The Colorado Springs native didn’t return with the team following the CC series. Instead, he stayed behind to undergo tests and recover at his parents’ home until he was well enough to travel. He is expected to return to Grand Forks on Thursday.
Following the 2000-2001 season, Hale was hospitalized for two weeks and diagnosed with a kidney disorder called IgA nephropathy. Protein deposits that interfere with the kidney’s primary function of filtering bodily wastes cause the condition.
Although the problem bothered Hale throughout last season and forced him to miss some games, he told USCHO in a recent interview that it hadn’t been a factor this season.
However, not long after the Sioux arrived in Colorado Springs last week, Hale said he experienced flu-like symptoms. He was taken to a local hospital after he began vomiting and his temperature shot up to 104 degrees.
Over the next two days, Hale was twice given fluids intravenously at the hospital and was placed on antibiotics and anti-nausea medication. Listed on the Sioux roster as 6-2, 220 pounds, he said he lost 10 pounds as a result of the illness.

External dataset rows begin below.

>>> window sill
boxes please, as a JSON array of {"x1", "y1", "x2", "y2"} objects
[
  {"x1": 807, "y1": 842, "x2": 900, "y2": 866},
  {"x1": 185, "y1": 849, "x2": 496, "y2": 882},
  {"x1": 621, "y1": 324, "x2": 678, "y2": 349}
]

“It’s really frustrating because it puts me out for so long,” Hale said. “It derails me personally from my conditioning. I’ll have to work my way back up into game shape again.”
Because of concern about his IgA nephropathy, earlier this week he underwent a CAT scan to determine whether his kidneys were infected. He said the results were negative.
Despite that, Hale said the kidney disorder has not been ruled out as the cause of his illness. He expects that after he returns to Grand Forks, more tests will be conducted to determine why he became ill.